Das Erbgut von insgesamt über 500 Menschen aus Zentral- und Südasien (mit letzterem meinen die Forscher vor allem Gebiete des heutigen Indien) wurden von dem Forscherteam analysiert, dem mit Ron Pinhasi von der Universität Wien und Maria Teschler-Nicola vom Naturhistorischen Museum (NHM) Wien auch zwei in Österreich tätige Wissenschafter angehörten. Dann verglichen die Forscher unter Federführung von Vagheesh Narasimhan und David Reich von der Harvard Medical School (USA) die neuen Daten mit bereits vorhandenen Daten aus alter DNA und dem Erbgut aktuell lebender Menschen sowie archäologischen, sprachwissenschaftlichen und historischen Aufzeichnungen aus dem Zeitraum zwischen 12.000 und 2.000 Jahren vor unserer Zeit.
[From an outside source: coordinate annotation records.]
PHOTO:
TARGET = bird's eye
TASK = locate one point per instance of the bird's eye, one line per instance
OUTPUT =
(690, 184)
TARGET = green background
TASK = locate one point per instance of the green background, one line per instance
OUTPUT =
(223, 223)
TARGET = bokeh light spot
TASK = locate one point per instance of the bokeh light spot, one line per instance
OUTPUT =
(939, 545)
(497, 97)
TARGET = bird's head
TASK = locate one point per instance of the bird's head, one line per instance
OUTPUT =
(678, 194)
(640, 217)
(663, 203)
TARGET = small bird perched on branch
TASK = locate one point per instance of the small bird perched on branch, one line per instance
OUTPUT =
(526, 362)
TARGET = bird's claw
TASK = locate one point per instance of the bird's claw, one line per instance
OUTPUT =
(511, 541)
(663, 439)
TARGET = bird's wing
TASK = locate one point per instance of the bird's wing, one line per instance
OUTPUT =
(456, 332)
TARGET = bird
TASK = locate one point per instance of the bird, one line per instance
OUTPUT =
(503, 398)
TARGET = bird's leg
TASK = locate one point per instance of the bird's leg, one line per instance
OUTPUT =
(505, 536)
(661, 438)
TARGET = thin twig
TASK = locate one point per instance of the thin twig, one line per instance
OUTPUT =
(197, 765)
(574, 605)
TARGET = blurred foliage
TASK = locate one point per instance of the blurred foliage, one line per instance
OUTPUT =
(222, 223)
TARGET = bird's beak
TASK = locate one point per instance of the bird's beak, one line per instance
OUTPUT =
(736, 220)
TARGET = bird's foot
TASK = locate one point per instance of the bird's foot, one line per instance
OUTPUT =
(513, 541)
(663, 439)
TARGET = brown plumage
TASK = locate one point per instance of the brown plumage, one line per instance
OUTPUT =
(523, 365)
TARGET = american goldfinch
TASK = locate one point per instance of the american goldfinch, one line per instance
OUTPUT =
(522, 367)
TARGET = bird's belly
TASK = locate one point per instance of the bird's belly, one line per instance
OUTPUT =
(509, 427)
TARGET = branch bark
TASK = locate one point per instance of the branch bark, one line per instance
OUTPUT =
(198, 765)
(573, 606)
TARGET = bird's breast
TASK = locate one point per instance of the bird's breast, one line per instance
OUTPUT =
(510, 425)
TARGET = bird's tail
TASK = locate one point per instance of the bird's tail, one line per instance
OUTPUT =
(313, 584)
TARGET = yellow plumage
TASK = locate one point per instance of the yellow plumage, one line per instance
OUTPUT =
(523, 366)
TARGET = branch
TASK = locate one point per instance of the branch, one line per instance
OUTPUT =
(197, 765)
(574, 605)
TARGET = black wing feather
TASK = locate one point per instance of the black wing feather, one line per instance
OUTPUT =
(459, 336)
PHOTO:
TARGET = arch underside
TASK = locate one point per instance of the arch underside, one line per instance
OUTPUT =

Sprachgruppe durch Kolonialherrschaft angewachsen

Anhand der nun vorliegenden Untersuchungen ließen sich "zwei der tiefgreifendsten kulturellen Veränderungen im alten Eurasien" nachzeichnen, nämlich der "Übergang von der Jäger- und Sammler-Kultur zur Landwirtschaft und die Verbreitung der indoeuropäischen Sprachen, die heute von den Britischen Inseln bis nach Südasien gesprochen werden", so Narasimhan in einer Aussendung. Diese Sprachgruppe ist vor allem durch die einstige Kolonialherrschaft europäischer Staaten über zahlreiche Länder zur größten weltweit angewachsen.

Wie es möglich war, dass sich schon lange vor dem Kolonialismus derart viele verschiedene, aus sprachwissenschaftlicher Sicht aber eindeutig verwandte Sprachen, über so große Gebiete verbreiteten, bietet seit der Entdeckung der Ähnlichkeiten vor rund zwei Jahrhunderten viel Raum für Diskussionen. Die nunmehrigen Analysen könnten diese beenden, zeigen sich die Wissenschafter überzeugt.
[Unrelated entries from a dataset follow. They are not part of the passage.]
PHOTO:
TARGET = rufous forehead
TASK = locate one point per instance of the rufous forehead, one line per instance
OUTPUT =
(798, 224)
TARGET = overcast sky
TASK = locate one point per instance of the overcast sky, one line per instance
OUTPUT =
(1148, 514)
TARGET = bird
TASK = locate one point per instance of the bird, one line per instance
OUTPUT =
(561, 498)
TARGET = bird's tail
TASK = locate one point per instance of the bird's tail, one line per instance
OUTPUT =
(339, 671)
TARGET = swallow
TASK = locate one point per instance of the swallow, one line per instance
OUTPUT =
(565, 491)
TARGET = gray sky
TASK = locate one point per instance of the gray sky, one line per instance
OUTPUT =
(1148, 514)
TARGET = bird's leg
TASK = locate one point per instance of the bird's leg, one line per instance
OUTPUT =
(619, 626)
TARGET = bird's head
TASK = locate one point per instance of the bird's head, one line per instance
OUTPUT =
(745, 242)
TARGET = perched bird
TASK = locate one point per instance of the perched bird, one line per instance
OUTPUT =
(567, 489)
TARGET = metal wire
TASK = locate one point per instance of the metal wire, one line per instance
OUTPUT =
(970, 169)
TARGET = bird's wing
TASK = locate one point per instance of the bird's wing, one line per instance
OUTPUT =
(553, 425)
Aktuell gibt es zwei prominente Hypothesen dazu: In der Steppen-Hypothese geht man davon aus, dass Hirtenvölker die ursprüngliche indogermanische Sprache bei ihren Wanderungen aus Steppengebieten der heutigen Ukraine und Russlands mitbrachten. Im Rahmen der Anatolien-Hypothese wird wiederum angenommen, dass die Sprache mit der Ausbreitung des Ackerbaus vom heutigen Anatolien ausgehend Richtung Westen nach Europa und Richtung Osten nach Zentral- und Südasien verbreitet wurde. Aufgrund der neuen Studie ergebe sich "ein Schachmatt für die anatolische Hypothese", so Reich: "Wir können eine Ausbreitung von Bauern mit anatolischen Wurzeln nach Südasien ausschließen."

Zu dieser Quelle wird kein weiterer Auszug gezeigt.